At this point we were presented with a unique challenge, specifically how to structure the model to enable comparison analysis between pools. While several approaches were considered, the datasets were merged on time, with an outer join, ensuring that all transactions were included within the dataset and the transactions from each unique pool would be opposite its closest comparable. Unfortunately as each pool is distinct there is not a natural primary key, as such many transactions are left without a comparable as hundreds of transactions can occur within a particular pool without a corresponding contra entry. In order to bridge this shortcoming and ensure that every transaction is relative to its most recent pool entry, we have forward filled the dataset, such that the previous transaction within the pool is available for comparison. While this approach resolved challenges for modeling, it created some unique feature engineering challenges, specifically transaction duplication. While the issue of duplication was easily handled with the creation of binary flags to enable aggregation and summarization of unique transactions, it is an area of caution for individuals exploring the data and expanding upon feature engineering.

It was at this point we were able to engineer the most critical features required to create a baseline prediction. Utilizing the now available peer pool pricing and fee data (transaction price, Gas Used, Gas Price, and Uniswap Transaction Fees) we were able to create pool pricing differences at transaction execution time net of fees (percent change), and through extension, create the target variable, identifying whether arbitrage was possible at the time of the transaction (swap_go_nogo).

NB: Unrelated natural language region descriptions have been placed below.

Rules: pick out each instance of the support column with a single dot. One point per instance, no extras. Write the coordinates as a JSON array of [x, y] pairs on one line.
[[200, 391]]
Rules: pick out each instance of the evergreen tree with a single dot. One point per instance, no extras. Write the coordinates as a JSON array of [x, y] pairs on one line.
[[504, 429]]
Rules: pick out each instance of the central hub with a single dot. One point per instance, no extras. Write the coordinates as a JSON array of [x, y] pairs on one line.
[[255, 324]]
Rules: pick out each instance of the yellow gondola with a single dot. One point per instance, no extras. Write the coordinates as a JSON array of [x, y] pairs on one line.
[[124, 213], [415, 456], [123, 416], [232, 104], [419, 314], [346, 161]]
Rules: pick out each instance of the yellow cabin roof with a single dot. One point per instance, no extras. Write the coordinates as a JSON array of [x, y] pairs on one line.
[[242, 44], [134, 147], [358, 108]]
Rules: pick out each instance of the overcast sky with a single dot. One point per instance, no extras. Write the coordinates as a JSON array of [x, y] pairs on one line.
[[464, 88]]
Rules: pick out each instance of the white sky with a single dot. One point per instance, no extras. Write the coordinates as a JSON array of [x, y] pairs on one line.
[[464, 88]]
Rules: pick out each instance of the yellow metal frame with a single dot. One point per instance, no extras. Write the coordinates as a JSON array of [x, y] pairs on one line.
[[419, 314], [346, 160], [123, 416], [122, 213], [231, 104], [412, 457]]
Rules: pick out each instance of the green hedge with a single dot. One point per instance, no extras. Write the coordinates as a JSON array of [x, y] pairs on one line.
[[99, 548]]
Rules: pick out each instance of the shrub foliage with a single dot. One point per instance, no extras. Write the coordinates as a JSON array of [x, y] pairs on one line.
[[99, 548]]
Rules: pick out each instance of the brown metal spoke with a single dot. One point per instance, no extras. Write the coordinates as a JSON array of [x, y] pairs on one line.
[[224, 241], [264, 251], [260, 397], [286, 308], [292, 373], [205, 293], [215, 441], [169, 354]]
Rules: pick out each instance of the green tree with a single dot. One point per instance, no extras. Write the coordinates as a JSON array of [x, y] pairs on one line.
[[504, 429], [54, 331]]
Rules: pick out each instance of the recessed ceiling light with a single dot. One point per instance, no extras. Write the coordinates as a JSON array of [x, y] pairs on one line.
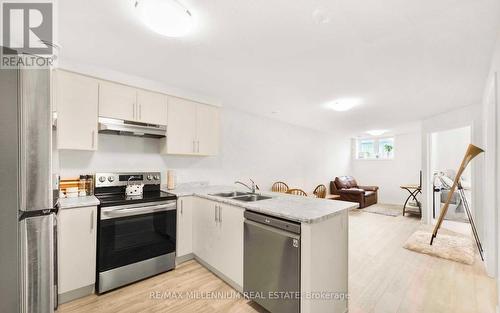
[[343, 104], [376, 132], [320, 16], [165, 17]]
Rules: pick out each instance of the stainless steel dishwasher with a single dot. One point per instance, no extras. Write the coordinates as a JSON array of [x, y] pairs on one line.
[[271, 274]]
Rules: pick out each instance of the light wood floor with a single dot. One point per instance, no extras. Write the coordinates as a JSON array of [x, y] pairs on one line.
[[383, 277]]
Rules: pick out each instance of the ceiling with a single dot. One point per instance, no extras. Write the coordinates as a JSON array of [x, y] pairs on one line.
[[406, 59]]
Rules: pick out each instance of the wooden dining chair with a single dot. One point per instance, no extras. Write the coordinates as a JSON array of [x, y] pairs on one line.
[[279, 187], [297, 192], [320, 191]]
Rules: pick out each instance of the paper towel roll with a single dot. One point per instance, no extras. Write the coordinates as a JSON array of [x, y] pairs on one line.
[[171, 179]]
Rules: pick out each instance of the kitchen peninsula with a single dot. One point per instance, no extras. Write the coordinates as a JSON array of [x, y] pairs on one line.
[[210, 228]]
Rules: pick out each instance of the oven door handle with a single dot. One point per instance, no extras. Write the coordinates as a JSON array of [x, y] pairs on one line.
[[107, 214]]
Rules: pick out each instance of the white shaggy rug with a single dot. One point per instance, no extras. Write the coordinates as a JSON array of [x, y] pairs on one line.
[[384, 209], [446, 245]]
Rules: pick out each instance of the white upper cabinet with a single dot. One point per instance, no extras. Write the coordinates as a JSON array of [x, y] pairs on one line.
[[151, 107], [76, 98], [117, 101], [207, 129], [181, 127], [192, 128]]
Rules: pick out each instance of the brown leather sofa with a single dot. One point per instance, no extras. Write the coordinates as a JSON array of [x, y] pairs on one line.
[[349, 190]]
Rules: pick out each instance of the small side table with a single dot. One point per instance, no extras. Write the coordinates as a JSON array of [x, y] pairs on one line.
[[414, 190]]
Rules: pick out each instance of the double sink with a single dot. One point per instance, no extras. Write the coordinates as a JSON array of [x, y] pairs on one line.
[[241, 196]]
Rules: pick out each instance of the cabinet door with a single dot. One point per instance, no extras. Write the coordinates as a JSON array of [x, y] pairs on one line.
[[181, 127], [184, 226], [205, 231], [76, 250], [151, 107], [207, 129], [231, 243], [117, 101], [77, 101]]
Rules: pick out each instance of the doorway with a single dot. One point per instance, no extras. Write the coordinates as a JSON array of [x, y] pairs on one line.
[[447, 149]]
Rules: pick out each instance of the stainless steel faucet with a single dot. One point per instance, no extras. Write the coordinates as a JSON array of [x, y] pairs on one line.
[[252, 189]]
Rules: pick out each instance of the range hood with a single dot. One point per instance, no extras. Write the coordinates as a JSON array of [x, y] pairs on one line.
[[128, 128]]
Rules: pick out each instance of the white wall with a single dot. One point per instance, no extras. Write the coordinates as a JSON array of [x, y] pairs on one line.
[[251, 146], [390, 174], [491, 177]]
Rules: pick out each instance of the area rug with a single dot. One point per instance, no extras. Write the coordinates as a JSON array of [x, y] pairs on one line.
[[448, 245], [384, 209]]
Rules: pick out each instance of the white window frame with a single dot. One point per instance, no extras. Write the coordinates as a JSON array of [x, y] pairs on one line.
[[376, 142]]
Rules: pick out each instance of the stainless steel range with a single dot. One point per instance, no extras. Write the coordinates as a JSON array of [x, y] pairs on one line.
[[136, 234]]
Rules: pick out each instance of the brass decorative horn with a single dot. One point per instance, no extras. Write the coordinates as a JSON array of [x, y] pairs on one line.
[[471, 153]]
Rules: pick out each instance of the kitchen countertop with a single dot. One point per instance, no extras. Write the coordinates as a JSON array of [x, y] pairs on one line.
[[296, 208], [78, 202]]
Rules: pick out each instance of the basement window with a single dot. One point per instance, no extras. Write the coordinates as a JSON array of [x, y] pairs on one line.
[[375, 148]]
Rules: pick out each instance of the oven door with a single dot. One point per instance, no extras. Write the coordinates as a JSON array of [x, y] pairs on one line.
[[134, 233]]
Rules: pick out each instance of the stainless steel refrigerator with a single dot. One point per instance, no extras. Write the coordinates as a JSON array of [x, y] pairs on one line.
[[27, 210]]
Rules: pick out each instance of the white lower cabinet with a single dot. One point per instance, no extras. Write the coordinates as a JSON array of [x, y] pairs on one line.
[[76, 248], [184, 226], [218, 237]]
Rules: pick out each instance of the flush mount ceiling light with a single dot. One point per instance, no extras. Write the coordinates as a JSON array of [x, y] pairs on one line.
[[376, 132], [343, 104], [165, 17]]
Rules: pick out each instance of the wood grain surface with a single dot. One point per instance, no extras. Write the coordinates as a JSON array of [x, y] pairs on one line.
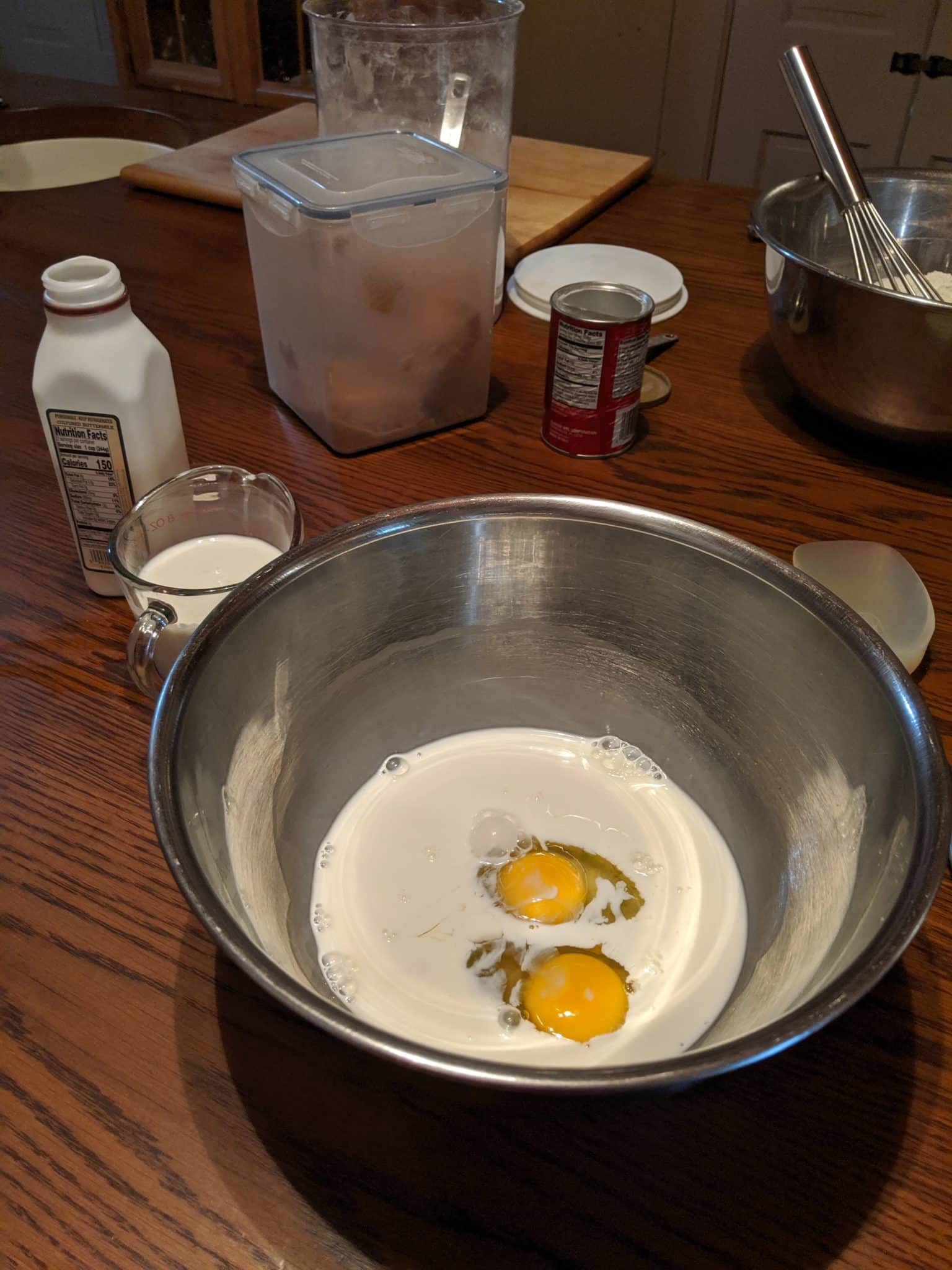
[[552, 187], [157, 1109]]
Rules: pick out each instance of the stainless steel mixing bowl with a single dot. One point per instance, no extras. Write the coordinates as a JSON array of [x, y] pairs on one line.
[[875, 361], [757, 690]]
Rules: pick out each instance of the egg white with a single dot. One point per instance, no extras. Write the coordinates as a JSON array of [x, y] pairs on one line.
[[399, 906]]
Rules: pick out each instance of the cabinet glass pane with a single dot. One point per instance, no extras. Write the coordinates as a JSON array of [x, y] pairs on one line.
[[180, 31], [197, 32], [164, 31], [281, 51]]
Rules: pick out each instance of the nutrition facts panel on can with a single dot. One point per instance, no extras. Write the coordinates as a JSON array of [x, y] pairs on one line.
[[578, 366], [630, 365], [95, 478]]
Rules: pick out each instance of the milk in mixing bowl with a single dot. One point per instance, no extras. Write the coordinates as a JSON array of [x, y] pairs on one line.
[[530, 897]]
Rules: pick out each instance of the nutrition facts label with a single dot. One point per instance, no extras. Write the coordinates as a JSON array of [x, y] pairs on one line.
[[578, 366], [630, 363], [95, 478]]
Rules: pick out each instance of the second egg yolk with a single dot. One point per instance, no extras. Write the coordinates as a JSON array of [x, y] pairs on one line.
[[542, 887], [576, 996]]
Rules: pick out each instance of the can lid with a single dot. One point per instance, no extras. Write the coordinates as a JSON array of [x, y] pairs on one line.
[[338, 177], [541, 273], [602, 303], [82, 282]]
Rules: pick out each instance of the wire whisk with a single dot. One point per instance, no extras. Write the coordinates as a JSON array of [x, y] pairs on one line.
[[879, 258]]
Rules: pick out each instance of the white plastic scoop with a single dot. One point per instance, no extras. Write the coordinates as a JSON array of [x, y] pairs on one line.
[[881, 586]]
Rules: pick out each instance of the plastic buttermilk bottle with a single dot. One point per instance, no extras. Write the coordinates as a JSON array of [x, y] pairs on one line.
[[107, 401]]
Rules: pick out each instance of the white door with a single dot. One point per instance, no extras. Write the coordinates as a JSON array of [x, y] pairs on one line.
[[759, 140], [928, 141]]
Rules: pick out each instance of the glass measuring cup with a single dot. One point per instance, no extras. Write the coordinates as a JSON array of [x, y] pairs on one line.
[[214, 523]]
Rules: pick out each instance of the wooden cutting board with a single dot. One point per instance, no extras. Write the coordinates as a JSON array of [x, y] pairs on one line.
[[552, 187]]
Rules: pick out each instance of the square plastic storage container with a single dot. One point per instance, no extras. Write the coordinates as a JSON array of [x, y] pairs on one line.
[[374, 259]]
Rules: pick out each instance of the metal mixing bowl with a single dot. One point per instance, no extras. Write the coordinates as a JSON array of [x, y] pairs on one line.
[[876, 361], [758, 691]]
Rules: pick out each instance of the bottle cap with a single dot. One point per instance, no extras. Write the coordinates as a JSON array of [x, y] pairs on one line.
[[83, 282]]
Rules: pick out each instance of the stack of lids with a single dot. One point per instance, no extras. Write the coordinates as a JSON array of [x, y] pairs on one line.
[[537, 276]]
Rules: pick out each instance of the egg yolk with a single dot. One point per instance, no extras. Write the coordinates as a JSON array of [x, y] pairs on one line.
[[542, 887], [576, 996]]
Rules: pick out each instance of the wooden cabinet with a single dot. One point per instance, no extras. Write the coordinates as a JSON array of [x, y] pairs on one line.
[[252, 51]]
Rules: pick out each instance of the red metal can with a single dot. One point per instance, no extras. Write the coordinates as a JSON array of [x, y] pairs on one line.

With a primary data set in place, the group sought to explore additional features which could be added into the model. As crypto investing is still in its infancy, consensus with respect to optimal feature selection is still hotly debated. Instead the group took a broader perspective and looked towards financial markets, where investors have been purchasing and selling financial assets for centuries. Technical analysis is a long-standing discipline which focuses on price, volume, frequency and directional indicators over time to predict movements in asset pricing, with thousands of generally accepted and utilized features utilized to predict stock, currency and commodity movements. Borrowing from this theory, we have engineered a series of activity based features which attempt to capture User, Pool, Daily and Market movements across varying periods of time. The rationale for inclusion is twofold, 1) capturing specifically what people know into a model is not practical, however capturing people’s behavior in the form of their activity is relatively simple (and given financial motivation, how people might be the best proxy for what they know), 2) the best indication of how the market is likely to react to a particular circumstance, is likely similar to how it has acted in the past.